Most in the Union thought of Finn as something of a playboy. Charismatic, capable, and handsome, certainly. A good host, liked by his court and council, and a decent enough judge and administrator when dragged out of his women and booze. He was a well-liked Emperor, certainly. But the thought of Finn leading an army or drawing a war council seemed almost laughable. What business does a tenth-generation Emperor, coddled and swaddled from birth, have in the middle of a bloody battlefield?
As it turned out, plenty.
When the Mongol troop arrived in Bilyar, they were ready. This time, they would not be caught into a game of mobility and arrows, perpetually chasing after troops they could never really land a hit on. The Mongols needed to hold this mountain pass if they were to strike into Russia as they intended.
They would not be allowed.
The path through Bilyar was narrow, and months spent on earthworks and fortifications had made it narrower still. To get through, the Mongols had to clamber through the Ural's passes, and when they did, cohorts of Northmen and Russians closed the gaps behind them. Unlike a traditional fort, stagnant in a single place until Mongolian cannons and arrows could burn it down, Bilyar's makeshirt defenses had been set up like a snare, with gaps capable of sealing Mongolian troops in tight spaces where their mobility and range was worthless.
Bilyar had been made into a floating fort; a mobile deathtrap that crushed the Mongolian advance inbetween solid walls of shields. Unable to exploit their significant mobility and forced into direct fights against those slow-moving soldiers with heavy pikes and swords, the Mongols could be turned - they could be beaten.
The sheer force of those unending hordes of troops still put a heavy dent in the Russians and Imperials.
But not enough of a dent.
For the first time since Buri had taken control of the Great Horde, the Mongols were forced to retreat.

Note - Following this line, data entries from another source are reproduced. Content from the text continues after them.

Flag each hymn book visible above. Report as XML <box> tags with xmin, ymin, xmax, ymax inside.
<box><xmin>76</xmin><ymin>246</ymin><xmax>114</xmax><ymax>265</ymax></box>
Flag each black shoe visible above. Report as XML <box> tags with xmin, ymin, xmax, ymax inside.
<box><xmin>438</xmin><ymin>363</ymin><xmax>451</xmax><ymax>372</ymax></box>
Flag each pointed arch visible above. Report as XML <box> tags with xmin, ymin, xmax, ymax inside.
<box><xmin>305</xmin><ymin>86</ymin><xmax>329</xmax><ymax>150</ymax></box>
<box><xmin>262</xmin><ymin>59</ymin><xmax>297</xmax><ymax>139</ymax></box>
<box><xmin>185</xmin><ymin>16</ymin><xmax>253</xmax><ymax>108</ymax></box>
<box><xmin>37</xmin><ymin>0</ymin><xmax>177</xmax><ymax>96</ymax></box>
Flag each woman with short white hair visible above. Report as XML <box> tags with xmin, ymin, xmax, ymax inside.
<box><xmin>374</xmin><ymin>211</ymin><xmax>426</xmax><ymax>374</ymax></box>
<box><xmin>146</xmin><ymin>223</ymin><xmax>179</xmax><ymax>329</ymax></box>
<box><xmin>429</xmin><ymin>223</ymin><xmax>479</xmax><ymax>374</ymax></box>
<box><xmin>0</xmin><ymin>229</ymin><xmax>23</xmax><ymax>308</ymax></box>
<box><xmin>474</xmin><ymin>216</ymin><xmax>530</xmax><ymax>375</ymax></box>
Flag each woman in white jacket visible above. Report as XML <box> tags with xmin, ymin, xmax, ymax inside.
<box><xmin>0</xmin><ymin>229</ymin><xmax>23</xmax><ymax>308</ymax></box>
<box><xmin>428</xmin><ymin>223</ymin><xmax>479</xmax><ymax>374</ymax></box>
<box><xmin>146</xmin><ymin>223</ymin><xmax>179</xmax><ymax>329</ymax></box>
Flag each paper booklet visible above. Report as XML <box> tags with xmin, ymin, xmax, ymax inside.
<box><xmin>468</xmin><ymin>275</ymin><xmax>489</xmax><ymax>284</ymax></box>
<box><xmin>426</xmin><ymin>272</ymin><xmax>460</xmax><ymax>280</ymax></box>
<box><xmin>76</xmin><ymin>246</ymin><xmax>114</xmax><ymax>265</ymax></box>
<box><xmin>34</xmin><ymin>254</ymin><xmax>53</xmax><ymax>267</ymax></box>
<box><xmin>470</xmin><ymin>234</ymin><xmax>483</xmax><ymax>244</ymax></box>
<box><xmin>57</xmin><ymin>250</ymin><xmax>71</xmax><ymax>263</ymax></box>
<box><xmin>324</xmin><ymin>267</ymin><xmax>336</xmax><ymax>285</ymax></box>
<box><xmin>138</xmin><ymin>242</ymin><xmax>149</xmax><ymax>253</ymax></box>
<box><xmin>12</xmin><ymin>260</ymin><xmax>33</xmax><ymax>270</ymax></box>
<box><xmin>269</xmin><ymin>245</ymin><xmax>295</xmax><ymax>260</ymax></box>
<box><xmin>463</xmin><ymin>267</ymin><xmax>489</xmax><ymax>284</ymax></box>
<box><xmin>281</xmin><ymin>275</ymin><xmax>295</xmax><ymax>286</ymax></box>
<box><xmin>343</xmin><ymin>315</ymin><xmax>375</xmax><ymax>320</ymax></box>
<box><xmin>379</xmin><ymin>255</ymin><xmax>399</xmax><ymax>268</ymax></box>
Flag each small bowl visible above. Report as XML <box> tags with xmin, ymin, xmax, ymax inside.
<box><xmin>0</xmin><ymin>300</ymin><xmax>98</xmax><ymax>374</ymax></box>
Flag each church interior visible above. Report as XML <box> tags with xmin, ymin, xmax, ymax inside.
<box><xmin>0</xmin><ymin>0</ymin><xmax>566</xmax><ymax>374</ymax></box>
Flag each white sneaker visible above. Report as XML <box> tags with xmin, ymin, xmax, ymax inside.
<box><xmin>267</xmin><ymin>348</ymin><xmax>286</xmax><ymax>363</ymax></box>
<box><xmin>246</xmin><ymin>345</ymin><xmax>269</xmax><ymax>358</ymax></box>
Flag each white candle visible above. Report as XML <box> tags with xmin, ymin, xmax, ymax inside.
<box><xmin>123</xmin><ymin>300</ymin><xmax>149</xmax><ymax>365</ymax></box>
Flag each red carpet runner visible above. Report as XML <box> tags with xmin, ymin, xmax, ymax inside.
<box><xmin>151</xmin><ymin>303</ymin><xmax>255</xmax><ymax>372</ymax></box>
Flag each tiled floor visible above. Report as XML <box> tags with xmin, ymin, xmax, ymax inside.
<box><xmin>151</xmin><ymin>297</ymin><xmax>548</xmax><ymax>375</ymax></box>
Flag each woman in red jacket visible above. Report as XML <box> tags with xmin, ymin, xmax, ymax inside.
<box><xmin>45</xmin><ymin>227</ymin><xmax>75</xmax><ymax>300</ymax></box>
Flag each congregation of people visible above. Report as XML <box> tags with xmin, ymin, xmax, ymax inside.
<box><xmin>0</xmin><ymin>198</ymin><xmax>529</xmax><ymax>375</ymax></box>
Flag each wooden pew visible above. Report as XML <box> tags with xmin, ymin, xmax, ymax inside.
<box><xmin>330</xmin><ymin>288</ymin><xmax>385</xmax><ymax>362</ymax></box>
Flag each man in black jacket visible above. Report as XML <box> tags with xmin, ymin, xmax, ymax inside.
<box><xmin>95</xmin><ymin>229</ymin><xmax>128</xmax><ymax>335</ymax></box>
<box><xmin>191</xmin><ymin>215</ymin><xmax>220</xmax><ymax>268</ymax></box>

They were back a month later, of course. With twice the strength, led by the Khagan Buri personally. To allow a defeat would be an unending shame, and now that they knew the passes of Bilyar, the Westerners would be unable to repeat their plans of snares and entrapments. The Golden Horde had torn through China, India, and the Middle East - Russia would not prove so much a challenge to them, surely. They would not be beaten twice.
And yet, they were.
Bilyar was impassable. To a lesser foe, perhaps this would have ended the war in and of itself - the clear route into Russia proper had been blocked off, and wandering into Bilyar a third time would lead to the same heavy casualties that chipped away morale and numbers more so than any prior foe had ever been able.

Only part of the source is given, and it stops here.